Anatolia is a region in which 72 people live intermingled and which provides a passage between Asia and Europe. For this reason, the land in which we live witnessed several wars throughout history. From the period of Rome to the Byzantine Empire, from the Ottoman state to the present day, the governments that came and went always oppressed the people.
The Republic of Turkey established in 1923 by the popular resistance against the occupation and the collapse of the Ottoman state after the First World War, starting in 1945, as it is today, represents the exploitation of peoples by a fascist regime with entirely collaborationist methods.
However, the socialists have always continued their struggle against the collaborationist and monopolistic oligarchy, creating 50 years of history. The prisons form one of the most important bases of this history. The revolutionaries of Turkey have never considered prisons as places to get out from with as few losses as possible. The prisons became the fortress of socialism and resistance against the policies of the oligarchy. The revolutionaries judged in the fascist courts turned the prisons into schools one by one and the struggle continued with all available methods, including actions of freedom.
Those who created this tradition were the prisoners of Dev-Sol[3] and of the Party-Front[4] who fought using the ideological force inspired by Mahir Çayan[5]. In Turkey especially, socialist ideology spread from ’68 onwards and there began to be revolutionary parties which, rejecting opportunism and reformism, debated what the socialist revolution in this country would look like. THKC’s strategy of revolutionary war under the command of Mahir Çayan along with its own leadership became an important symbol of our history. In the 1970s Mahir and his followers took English soldiers hostage in response to the death penalty for THKO[6] leaders and the 10 revolutionaries were martyred in the village Kızıldere in a house where they were besieged. That event has passed into our history known as the Massacre of Kızıldere and with the new generations as the seeds planted in the land of Anatolia, it became the part of the people. In the ’70s in Turkey, socialist thinking spread and took root. The same years are the years in which fascist terror increased.
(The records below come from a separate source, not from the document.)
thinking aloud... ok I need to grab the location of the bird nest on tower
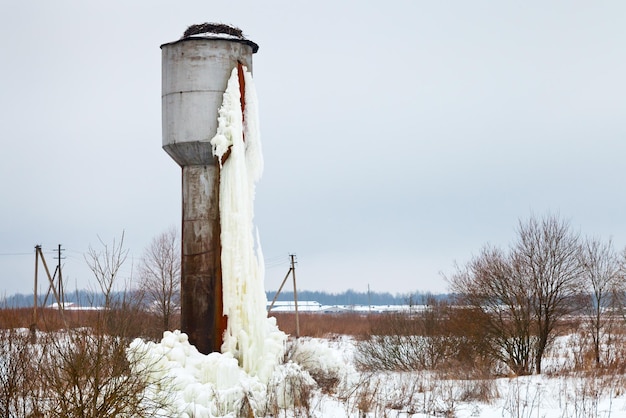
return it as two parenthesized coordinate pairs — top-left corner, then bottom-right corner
(182, 23), (244, 39)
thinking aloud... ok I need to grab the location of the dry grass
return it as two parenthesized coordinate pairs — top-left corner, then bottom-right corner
(6, 306), (626, 376)
(0, 307), (171, 341)
(271, 311), (458, 339)
(1, 309), (370, 339)
(4, 308), (375, 340)
(271, 312), (373, 337)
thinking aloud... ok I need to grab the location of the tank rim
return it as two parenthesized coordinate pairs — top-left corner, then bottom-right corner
(160, 36), (259, 54)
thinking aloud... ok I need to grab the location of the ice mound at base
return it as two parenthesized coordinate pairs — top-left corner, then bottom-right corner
(129, 329), (287, 417)
(128, 332), (356, 417)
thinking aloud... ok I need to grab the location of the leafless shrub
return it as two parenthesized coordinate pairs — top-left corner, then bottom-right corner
(343, 371), (466, 418)
(603, 332), (626, 375)
(546, 327), (626, 377)
(33, 233), (173, 417)
(355, 333), (426, 371)
(266, 362), (316, 417)
(341, 373), (384, 417)
(455, 378), (499, 404)
(578, 236), (622, 368)
(38, 329), (167, 417)
(284, 338), (346, 395)
(554, 372), (625, 418)
(0, 329), (43, 417)
(236, 392), (255, 418)
(565, 331), (595, 372)
(427, 378), (460, 418)
(354, 300), (478, 373)
(383, 374), (422, 413)
(565, 377), (602, 418)
(501, 378), (541, 418)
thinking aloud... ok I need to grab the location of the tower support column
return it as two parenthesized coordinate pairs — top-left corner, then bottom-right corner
(181, 164), (225, 354)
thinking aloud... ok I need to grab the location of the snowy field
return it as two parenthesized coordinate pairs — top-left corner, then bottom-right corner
(4, 325), (626, 418)
(125, 330), (626, 418)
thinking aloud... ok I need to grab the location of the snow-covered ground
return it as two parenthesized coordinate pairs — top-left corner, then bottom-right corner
(129, 331), (626, 417)
(268, 301), (428, 314)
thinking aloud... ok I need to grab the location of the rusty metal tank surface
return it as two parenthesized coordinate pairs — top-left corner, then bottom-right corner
(161, 29), (258, 354)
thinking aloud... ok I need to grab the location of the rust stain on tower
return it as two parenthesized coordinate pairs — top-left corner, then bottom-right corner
(160, 23), (259, 354)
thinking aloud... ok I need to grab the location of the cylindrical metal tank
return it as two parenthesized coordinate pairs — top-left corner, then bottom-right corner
(161, 37), (258, 166)
(161, 28), (258, 354)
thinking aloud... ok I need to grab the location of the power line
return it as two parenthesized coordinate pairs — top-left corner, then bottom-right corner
(0, 247), (63, 256)
(264, 254), (290, 269)
(265, 254), (288, 263)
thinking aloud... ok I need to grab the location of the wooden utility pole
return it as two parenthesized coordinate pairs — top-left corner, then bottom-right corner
(268, 254), (300, 338)
(368, 283), (371, 315)
(55, 244), (65, 307)
(33, 245), (67, 327)
(30, 245), (41, 332)
(290, 254), (300, 338)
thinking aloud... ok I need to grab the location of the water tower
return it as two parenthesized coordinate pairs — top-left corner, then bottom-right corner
(161, 24), (259, 354)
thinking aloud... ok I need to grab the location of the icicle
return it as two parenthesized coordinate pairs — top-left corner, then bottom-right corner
(210, 66), (286, 381)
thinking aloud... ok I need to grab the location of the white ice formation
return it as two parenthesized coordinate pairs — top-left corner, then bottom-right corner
(210, 66), (286, 381)
(128, 66), (288, 417)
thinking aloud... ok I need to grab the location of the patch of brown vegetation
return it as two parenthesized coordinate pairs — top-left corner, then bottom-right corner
(0, 307), (169, 341)
(271, 312), (373, 338)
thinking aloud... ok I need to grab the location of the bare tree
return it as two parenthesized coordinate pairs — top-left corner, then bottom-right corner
(85, 231), (129, 311)
(38, 233), (170, 418)
(450, 245), (534, 375)
(513, 214), (583, 374)
(578, 236), (621, 366)
(138, 227), (181, 331)
(449, 214), (584, 375)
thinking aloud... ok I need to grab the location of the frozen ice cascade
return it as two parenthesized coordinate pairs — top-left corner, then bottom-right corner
(211, 66), (286, 383)
(128, 66), (290, 417)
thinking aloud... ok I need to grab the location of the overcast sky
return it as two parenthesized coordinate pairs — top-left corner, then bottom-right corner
(1, 1), (625, 297)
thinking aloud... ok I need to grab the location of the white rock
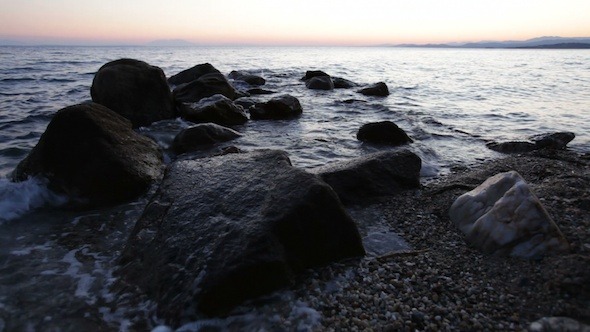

Revolutionaries, socialists and democrats were murdered and kidnapped in the street in broad daylight. In this way the oligarchy sowed terror among the population with massacres in order to ensure servitude. The revolutionaries used the legitimate right to resist the massacres by getting the oligarchy into difficulties. In parallel with the spread of liberal policies all over the world, the Turkish oligarchy also adopted what is known as the December the 24th Decisions which facilitated a new economic structure for the benefit of monopolies completely dependent on imperialism. In order to give life to these decisions against the power of the revolutionaries, all revolutionary democratic forces were dealt a hard blow with the military coup on September 12, 1980.
The years of the Military Junta and the recognition of political prisoners
The fascist military coup of September 12, 1980 imprisoned hundreds of thousands of people in Turkey in one night. At the same time, it was a process with the reputation of having gone through torture, loss, massacres and forced collaborationism. Those years were a test for revolutionaries who were tried and imprisoned in military prisons. The prisoners of Dev-Sol continued their struggle in the prisons and, in order to gain the status of political prisoners, started a hunger strike until death in 1984 against the imposition of prisoner uniforms. The resistance was ended with victory. While not even the leaves could move during the years of the Junta, the political prisoners surrendering their lives gave four martyrs fighting against torture and uniforms and included conditions in prisons to the agenda of the whole world.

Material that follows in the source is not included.